“I’ll give it my full attention, Corean, soon as we have these safely in the pens,” the pirate replied, in a rich booming bass. She gave him a glance, then reached to a pressplate on his console. When he spoke again his voice was markedly smaller. “The Bansh brain refuses to do the culling — you know how intractable it can be, in certain respects — so that I must run the algorithm on the auxiliary systems. Another difficulty is that if we make the bubble too small we run the risk of losing some portion of the troupe or its equipment.”
“Do your best, then,” she said, moving on.
Marmo rubbed his mouth with the back of his one flesh hand. “Perhaps,” he said, “perhaps I can develop a utility that recognizes tattoo patterns. We have a fairly extensive data base to work with. That way the culling could be done before the bubble closes.”
She nodded.
Before they reached Ruiz’s pan, two more of the captives had been burned, and Ruiz found it hard to maintain his guise of innocent idiocy. He could smell the woman’s perfume, a sweet edge cutting through the odor of burned flesh, the various stinks of the hold, and the overpowering musk of the Moc. In a sudden perceptual inversion, that flowery scent seemed to epitomize death, or at least death of the pointless and unexpected sort. Although he knew there was nothing he could do, his hindbrain howled and gibbered for escape. When she stopped before him, he was almost paralyzed with fear. He struggled to show nothing more than a dazed and affable curiosity. He saw a flicker of distaste cross that magnificent face, and then some other, less definable emotion — but she didn’t reach for the destruct switch.
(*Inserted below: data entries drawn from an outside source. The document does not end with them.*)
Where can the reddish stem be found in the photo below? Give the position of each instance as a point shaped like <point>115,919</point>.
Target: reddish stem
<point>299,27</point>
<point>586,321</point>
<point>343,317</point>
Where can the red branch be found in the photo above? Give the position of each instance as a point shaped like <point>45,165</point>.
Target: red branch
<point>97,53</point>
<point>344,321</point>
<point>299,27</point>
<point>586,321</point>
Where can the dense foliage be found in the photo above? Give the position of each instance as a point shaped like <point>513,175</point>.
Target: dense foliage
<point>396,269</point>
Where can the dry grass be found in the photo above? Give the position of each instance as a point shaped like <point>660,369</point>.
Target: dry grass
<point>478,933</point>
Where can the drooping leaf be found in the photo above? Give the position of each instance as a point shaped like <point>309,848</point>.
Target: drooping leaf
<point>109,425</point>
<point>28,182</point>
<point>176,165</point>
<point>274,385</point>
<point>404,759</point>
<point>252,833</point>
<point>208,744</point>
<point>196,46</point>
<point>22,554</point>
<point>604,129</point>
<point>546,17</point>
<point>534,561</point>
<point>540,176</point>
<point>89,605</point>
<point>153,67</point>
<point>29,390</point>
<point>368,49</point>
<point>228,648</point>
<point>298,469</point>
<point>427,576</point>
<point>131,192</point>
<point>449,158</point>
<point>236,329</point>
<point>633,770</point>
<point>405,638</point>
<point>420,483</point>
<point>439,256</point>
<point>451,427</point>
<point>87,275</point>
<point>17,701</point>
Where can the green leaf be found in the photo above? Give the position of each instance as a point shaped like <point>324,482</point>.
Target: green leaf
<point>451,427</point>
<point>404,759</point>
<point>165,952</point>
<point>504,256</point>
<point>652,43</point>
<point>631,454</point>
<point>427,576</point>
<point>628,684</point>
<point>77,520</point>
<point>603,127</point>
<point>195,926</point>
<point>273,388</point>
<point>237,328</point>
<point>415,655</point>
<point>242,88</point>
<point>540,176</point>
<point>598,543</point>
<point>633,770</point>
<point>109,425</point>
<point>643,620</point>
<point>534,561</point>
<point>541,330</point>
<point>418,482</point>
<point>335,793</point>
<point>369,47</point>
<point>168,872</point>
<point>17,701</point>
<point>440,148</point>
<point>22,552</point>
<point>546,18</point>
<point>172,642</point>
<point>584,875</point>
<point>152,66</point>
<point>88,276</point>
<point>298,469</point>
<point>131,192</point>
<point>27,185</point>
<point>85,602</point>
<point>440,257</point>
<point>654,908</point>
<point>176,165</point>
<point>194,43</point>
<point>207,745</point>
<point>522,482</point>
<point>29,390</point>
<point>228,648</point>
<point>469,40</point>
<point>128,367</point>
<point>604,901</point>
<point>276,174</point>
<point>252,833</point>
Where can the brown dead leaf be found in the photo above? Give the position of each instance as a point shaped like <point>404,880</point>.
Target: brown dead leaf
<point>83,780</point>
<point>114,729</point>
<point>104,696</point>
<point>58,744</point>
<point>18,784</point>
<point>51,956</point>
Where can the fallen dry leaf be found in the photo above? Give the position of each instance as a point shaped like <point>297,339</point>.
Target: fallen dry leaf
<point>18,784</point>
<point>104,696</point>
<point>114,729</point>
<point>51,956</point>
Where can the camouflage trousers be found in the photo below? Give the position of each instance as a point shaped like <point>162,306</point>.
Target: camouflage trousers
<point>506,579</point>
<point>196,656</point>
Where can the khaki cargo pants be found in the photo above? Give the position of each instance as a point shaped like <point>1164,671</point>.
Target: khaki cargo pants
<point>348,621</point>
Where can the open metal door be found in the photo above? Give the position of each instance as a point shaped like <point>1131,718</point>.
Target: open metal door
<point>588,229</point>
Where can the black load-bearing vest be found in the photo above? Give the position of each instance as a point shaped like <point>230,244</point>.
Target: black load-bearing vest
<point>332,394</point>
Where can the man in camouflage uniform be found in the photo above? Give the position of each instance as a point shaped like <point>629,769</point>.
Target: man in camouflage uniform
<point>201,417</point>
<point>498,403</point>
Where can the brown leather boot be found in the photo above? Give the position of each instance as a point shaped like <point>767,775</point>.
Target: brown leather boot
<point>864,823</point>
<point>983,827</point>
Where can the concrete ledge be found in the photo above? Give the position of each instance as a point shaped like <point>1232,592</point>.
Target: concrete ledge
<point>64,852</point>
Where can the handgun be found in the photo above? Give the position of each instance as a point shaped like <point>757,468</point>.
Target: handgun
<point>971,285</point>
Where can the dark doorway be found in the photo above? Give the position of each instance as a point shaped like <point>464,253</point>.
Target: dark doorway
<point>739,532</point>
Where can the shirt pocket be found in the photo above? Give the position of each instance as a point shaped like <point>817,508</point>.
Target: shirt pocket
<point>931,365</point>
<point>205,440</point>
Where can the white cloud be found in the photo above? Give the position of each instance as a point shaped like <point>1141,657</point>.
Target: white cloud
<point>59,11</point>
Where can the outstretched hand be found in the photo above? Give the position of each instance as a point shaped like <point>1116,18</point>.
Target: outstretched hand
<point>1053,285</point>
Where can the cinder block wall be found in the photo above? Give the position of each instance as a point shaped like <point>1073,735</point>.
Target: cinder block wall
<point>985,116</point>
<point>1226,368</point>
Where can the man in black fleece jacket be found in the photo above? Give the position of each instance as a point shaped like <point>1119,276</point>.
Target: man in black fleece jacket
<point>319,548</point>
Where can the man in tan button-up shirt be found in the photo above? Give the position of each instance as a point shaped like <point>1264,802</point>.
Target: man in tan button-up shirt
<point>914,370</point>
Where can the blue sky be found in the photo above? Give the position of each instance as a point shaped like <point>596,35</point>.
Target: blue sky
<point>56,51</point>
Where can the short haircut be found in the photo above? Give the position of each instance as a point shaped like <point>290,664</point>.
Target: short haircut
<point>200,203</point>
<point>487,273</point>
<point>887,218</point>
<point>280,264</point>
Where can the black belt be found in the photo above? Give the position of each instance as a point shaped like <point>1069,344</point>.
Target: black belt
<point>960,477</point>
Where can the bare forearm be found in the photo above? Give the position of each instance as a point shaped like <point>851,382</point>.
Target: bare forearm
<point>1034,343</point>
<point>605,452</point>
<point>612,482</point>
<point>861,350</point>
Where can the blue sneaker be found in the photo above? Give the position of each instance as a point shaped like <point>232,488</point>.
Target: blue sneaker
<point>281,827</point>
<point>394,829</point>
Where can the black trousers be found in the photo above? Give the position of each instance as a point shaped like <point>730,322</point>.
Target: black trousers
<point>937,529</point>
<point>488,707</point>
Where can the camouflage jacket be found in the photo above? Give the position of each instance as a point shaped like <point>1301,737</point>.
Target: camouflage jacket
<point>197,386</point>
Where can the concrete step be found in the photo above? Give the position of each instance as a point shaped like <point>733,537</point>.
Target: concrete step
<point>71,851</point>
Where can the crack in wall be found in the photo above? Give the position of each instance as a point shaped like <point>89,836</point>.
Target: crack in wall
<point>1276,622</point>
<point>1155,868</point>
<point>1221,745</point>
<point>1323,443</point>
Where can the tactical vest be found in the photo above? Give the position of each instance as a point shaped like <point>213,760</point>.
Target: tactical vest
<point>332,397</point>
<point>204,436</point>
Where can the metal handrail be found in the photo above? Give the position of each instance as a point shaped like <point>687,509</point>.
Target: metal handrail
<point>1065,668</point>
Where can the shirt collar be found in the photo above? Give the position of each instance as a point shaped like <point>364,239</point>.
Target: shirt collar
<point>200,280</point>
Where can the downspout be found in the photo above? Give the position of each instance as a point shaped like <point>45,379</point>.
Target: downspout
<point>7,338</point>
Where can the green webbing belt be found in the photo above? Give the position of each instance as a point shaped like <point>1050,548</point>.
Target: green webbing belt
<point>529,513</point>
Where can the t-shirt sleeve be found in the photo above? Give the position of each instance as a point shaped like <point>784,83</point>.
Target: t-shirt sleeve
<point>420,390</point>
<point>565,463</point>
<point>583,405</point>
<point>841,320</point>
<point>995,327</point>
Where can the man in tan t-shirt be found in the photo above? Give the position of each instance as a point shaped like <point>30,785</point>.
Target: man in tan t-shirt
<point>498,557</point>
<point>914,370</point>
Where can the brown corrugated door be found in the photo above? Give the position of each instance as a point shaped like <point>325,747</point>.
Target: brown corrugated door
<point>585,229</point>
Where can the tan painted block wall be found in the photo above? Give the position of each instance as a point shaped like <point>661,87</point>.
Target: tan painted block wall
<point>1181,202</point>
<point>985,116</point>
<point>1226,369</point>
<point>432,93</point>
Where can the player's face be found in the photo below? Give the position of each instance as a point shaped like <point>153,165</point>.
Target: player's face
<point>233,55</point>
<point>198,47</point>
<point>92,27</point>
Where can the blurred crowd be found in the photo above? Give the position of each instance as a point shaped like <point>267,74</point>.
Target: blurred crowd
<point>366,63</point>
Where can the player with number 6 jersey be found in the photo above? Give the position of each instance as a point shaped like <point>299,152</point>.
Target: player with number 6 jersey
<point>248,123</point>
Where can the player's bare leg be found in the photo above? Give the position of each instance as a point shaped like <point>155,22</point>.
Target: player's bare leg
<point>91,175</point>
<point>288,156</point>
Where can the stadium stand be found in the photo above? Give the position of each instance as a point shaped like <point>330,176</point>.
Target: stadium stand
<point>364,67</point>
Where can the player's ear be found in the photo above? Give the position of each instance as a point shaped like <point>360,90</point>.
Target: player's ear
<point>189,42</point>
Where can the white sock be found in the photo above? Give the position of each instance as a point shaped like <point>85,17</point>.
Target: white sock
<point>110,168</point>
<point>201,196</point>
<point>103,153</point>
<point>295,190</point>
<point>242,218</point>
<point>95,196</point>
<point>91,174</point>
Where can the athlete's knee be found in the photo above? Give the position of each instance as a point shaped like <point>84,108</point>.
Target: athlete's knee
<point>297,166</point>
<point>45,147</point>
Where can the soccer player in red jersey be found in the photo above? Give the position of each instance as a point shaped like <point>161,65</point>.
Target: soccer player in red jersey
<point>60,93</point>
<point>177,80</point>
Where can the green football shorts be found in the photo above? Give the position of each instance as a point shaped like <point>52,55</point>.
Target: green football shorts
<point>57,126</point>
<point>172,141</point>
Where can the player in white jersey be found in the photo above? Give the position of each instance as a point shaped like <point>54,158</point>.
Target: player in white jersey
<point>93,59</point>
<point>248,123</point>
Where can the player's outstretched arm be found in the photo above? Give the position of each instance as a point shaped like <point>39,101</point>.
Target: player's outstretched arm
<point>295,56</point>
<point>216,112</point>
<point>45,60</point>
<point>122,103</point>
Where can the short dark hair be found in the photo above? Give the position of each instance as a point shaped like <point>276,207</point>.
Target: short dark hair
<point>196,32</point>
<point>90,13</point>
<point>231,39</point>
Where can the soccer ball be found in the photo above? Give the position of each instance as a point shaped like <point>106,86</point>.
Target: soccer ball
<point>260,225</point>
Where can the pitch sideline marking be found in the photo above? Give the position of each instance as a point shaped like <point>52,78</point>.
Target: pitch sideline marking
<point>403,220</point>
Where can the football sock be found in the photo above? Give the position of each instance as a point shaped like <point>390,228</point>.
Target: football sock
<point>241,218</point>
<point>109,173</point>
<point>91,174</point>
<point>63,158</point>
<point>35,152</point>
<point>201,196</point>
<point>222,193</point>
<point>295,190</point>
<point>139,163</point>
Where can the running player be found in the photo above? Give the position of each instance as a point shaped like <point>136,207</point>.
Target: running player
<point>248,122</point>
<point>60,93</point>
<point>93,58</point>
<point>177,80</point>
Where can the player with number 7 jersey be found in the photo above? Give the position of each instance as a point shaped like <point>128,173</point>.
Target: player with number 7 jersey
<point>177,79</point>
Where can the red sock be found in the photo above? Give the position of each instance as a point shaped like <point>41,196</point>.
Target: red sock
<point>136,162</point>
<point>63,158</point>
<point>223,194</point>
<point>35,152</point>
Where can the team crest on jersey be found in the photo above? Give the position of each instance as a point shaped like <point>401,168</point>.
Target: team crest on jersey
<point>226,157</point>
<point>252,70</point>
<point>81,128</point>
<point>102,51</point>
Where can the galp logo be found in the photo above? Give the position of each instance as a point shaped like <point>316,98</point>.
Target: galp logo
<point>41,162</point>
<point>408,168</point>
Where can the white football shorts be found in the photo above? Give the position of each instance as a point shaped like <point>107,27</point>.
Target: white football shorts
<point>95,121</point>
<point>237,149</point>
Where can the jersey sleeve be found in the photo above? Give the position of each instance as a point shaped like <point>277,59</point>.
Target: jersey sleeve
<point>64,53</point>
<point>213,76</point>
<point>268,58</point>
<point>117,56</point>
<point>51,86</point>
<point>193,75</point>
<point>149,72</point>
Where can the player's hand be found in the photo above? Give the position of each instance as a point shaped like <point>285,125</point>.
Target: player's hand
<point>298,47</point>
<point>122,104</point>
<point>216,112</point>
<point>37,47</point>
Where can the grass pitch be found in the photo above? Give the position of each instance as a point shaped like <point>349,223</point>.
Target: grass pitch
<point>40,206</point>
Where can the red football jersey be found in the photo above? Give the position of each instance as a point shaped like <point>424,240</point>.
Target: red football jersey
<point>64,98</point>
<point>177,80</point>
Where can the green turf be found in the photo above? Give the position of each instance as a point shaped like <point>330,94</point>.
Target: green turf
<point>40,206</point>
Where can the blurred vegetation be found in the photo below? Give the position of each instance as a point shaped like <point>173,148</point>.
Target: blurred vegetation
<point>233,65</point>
“Another cull,” said Marmo. “A snake oil peddler, by his marks. Probably brainburned and diseased.” And Marmo flipped open the switch cover.
Corean struck Marmo’s hand away with an effortless flick. It happened so quickly that Ruiz had no time to react.
After a very long moment, she turned away, saying, “Mark this one for my personal coffle. Perhaps we’ll make a comfort boy out of him; he has an interesting look to him. Salable, or I’m no judge of stock. Anything to cover the overhead, eh?” She reached through the net and marked his shoulder with a spot of blue dye, evidently an identifying mark.
Relief shuddered through Ruiz.
His relief lasted until the inspecting party reached the far end of the hold. He sensed a sudden crackling tension in the hold and he heard the woman Corean curse, a short burst of invective in the gutter argot of Dobravit. Ruiz rolled his head around on the net, so he could see.
She reverted to pangalac. “What the hell is that?” she hissed, pointing into the pan at the end of the rack.
Ruiz could see a single knee pressed against the net, an unusually smooth and pretty knee. For some reason the sight resurrected in Ruiz that anxiety he had felt on awakening.
“It’s a medical limpet, I think,” the pirate said, in uncertain tones.
“I can see that! What’s it doing on my ship? It’s pangalac! What’s it doing wrapped around the neck of some Pharaohan slut?”
Ruiz was abruptly certain he had made a massive mistake somewhere during the journey. He struggled to remember, but the trank gas interfered with his thinking just enough that the memory eluded him. What had he done?
The pirate made no answer to Corean’s perhaps rhetorical question. “So,” she snapped, “query the ship, you idiot.”
“At once,” said Marmo. He fumbled with a touchboard that flipped up on his floater console. When he looked up he said, “The ship is unhelpful, Corean. When it sent motiles to separate the Bidderum cargo from its gear, the woman was as you see. Her life functions were much more marginal then, however, and the ship decided to allow the limpet to remain with her.”
“Is it lying, Marmo?”
The pirate shrugged. “Well… I can’t say. The Bansh was a great womanizer, by its own account, and the woman’s appealing. The Bansh is so old and so well armored into itself that I would consider it capable of such a lie. Perhaps it attached the limpet… but I don’t know where it would have gotten such a thing.”
Corean turned cold eyes on the cyborg. “This is an ambiguity that I will not tolerate. Find out, Marmo.”
Corean slapped a touchplate at the side of the pan and the net withdrew. She reached in. Her hand came back into view carrying the limpet, writhing, its tendrils tipped with red. Ruiz’s heart squeezed, for reasons he didn’t understand. The pretty knee quivered, then relaxed.